Her contribution was invaluable. As well as having a laser-like precision in her language and understanding of the underlying ethical issues she helped steer the committee towards emphasising underpinning values; rather than, as the American Psychological Association had sought to do, try to anticipate all the perversely imaginative, odd and awful variety of unprincipled behaviours that unethical psychologists might inflict on their clients. 

Her understanding of committee work and of politics were invaluable.
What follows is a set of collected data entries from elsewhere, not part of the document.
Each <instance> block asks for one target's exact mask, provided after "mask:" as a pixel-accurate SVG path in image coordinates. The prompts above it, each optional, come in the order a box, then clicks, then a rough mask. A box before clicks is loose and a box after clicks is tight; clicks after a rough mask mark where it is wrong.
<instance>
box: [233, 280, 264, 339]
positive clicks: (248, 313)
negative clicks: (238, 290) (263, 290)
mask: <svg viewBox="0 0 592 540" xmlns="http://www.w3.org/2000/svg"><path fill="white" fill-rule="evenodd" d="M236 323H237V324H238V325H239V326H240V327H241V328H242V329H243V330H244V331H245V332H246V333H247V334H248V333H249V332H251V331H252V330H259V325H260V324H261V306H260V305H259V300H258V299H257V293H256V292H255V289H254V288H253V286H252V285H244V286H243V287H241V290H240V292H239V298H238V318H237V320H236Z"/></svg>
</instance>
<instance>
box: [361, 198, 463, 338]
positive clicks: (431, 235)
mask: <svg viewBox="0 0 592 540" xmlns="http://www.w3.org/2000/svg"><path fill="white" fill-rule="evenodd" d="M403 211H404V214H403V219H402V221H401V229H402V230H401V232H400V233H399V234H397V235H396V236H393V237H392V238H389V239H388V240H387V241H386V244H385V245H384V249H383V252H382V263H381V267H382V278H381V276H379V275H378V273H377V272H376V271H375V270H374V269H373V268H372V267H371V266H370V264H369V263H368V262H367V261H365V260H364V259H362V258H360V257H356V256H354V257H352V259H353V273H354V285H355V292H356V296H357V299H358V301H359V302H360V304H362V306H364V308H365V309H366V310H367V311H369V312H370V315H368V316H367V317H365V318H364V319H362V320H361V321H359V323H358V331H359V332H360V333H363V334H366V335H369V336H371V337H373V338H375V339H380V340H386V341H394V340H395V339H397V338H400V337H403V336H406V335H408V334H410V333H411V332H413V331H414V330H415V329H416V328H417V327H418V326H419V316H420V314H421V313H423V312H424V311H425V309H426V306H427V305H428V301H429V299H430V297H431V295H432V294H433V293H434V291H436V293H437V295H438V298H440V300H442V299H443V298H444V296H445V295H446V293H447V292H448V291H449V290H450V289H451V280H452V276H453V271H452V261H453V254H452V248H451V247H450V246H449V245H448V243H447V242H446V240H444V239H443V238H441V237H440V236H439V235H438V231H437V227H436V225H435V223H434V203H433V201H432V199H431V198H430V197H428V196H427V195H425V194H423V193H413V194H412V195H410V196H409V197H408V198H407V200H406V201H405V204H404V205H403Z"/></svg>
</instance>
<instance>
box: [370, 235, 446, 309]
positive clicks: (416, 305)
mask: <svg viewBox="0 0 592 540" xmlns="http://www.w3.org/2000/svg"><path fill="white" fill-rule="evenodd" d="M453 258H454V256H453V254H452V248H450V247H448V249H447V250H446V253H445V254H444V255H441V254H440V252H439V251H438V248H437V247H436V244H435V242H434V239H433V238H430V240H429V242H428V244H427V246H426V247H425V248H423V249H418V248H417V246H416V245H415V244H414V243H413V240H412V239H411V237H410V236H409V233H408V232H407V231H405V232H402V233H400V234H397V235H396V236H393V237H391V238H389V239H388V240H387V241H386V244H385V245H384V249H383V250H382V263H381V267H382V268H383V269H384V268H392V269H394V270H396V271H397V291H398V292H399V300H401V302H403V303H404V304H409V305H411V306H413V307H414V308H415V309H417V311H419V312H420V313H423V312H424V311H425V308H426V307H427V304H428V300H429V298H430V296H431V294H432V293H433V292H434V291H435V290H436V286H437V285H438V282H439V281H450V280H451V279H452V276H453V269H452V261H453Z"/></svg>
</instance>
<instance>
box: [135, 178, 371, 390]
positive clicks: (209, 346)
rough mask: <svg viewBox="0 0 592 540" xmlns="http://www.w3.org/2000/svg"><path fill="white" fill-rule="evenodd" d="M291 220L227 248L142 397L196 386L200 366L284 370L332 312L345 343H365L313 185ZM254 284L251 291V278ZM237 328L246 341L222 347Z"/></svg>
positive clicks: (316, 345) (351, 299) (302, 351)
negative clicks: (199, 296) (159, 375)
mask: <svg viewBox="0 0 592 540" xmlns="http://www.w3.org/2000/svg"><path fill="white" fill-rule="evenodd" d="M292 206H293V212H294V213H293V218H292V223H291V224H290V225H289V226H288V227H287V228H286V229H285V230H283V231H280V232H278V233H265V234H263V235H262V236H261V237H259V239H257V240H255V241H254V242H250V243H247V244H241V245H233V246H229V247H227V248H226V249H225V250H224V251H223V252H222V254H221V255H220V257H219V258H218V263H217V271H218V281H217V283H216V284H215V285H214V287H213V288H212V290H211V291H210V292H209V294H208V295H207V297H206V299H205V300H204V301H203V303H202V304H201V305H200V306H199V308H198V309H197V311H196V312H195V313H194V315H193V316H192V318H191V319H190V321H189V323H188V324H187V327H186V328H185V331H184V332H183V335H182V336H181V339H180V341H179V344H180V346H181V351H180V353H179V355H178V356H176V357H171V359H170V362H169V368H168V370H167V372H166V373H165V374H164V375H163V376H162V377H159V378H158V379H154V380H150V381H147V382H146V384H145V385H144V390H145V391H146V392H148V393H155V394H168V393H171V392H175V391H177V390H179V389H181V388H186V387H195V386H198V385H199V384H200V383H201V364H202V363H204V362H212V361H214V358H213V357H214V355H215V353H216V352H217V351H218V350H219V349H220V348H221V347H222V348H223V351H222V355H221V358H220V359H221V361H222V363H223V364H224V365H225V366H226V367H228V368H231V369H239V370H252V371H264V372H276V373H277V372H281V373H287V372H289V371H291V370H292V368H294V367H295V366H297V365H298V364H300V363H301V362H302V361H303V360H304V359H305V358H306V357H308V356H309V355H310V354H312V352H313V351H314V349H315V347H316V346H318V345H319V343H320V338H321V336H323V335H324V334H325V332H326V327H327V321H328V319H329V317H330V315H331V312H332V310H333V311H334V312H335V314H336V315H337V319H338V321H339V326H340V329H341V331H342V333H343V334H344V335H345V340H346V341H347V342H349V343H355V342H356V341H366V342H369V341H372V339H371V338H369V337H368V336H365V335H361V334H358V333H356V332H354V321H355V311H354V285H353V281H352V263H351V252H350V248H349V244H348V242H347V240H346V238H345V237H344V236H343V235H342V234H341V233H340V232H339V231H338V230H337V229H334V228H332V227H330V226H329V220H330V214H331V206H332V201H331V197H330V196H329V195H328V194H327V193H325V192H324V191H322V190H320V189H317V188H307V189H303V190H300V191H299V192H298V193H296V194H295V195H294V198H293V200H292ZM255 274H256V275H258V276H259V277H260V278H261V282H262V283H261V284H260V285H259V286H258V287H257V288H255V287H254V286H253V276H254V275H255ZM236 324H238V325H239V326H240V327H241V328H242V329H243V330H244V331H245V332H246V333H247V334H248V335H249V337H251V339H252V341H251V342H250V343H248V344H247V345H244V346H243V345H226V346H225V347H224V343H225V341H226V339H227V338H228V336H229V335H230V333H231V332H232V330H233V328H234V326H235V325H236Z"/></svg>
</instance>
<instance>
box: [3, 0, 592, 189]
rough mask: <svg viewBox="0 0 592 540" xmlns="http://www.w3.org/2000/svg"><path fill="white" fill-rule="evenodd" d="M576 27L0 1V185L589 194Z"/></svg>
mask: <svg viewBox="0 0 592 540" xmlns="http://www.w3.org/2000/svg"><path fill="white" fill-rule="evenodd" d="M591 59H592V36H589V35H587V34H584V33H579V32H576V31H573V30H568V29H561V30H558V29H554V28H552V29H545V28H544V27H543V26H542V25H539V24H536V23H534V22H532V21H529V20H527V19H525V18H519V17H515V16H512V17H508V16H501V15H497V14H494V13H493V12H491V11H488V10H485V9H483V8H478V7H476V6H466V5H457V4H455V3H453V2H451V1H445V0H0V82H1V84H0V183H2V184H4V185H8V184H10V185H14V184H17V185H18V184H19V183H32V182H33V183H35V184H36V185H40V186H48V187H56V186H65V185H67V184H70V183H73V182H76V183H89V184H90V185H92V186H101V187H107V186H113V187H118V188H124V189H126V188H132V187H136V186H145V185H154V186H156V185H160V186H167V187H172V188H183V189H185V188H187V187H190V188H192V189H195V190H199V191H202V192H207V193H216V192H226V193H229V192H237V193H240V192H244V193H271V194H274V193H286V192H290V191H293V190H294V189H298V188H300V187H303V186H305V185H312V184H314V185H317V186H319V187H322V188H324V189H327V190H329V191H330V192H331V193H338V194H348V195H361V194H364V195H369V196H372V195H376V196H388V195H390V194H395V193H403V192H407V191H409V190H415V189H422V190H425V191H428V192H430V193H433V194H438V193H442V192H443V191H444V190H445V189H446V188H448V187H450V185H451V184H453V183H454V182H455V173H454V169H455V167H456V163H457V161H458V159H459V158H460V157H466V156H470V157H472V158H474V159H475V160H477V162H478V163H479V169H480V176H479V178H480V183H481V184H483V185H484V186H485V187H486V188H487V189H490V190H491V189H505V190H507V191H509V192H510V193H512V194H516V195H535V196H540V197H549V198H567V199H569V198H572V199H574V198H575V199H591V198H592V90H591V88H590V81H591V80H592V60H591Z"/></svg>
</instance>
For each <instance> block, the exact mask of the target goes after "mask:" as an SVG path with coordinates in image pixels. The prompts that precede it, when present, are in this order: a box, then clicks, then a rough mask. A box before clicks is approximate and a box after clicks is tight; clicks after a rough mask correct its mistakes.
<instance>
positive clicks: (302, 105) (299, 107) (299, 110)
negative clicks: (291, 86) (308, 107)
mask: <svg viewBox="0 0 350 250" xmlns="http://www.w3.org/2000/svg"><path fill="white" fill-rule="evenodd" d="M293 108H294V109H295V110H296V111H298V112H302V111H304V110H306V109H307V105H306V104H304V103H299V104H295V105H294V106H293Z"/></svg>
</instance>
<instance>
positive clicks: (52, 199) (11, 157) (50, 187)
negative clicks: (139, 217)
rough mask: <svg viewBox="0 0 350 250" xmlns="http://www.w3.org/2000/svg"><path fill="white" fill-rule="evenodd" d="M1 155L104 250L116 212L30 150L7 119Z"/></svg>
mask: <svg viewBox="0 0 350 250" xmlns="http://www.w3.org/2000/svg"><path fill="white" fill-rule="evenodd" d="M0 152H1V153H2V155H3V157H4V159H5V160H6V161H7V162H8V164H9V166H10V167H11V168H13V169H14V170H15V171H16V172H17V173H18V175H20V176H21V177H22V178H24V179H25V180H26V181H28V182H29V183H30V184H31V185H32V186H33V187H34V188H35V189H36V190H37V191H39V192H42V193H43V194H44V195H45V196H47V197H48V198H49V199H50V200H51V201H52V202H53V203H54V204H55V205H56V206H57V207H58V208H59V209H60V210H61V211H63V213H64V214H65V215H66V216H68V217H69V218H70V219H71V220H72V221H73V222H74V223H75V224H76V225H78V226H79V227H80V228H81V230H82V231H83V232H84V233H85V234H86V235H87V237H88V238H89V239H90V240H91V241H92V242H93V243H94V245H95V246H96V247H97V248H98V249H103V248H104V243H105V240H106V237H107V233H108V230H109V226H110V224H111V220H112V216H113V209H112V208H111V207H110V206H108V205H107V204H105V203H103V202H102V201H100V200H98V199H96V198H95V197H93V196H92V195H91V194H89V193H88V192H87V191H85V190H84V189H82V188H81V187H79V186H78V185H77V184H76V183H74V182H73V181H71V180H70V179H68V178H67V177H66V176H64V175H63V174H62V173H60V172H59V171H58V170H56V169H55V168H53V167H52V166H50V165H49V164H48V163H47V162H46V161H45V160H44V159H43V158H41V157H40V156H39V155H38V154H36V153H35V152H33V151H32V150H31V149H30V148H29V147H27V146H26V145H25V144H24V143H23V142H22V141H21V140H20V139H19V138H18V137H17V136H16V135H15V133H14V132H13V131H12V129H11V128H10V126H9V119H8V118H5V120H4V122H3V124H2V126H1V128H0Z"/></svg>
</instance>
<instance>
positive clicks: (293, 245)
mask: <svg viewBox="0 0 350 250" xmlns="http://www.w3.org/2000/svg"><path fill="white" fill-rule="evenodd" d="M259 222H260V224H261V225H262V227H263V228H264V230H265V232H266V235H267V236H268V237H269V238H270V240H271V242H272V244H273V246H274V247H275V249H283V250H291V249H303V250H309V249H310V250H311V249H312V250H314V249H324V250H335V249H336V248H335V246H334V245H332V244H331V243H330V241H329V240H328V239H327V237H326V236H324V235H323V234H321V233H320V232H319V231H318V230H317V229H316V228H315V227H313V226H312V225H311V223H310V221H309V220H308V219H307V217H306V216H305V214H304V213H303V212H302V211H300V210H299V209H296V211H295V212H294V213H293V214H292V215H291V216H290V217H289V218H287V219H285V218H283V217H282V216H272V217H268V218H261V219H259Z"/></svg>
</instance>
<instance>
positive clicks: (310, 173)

She encouraged the committee to consult (and it often felt like massive over consulting) with a variety of subsystems within the British Psychological Society, with users of services, with the victims of professional misconduct, with other related professional bodies, with the general public, and with a variety of other stakeholders. 

She was as kind as she was sharp; those who disputed a point with her felt that they had taken part in a public viva, yet her humanity was such that it was the collective learning, the idea itself that was important rather than those temporary human brains that were carriers of those ideas. When she left the committee her philosophical legacy lived on, to the extent that she is one of only four people explicitly mentioned by name in the acknowledgements section of the code. 

In the way of committee work individual contributions can rarely be explicitly discovered. However in setting a humanistic, permissive, philosophically sound and incisive example of the importance of clarity and debate in coming to a consensus, she made a tremendous contribution, and is fondly remembered by all those who were lucky enough to serve with her.

The code has since been used as an exemplar of clarity at European and international level, and across a variety of social sciences. Indeed, all those colleagues who are presently subject to the Code of Ethics and are pleased by its clarity owe a debt to Mary Warnock. She will be missed.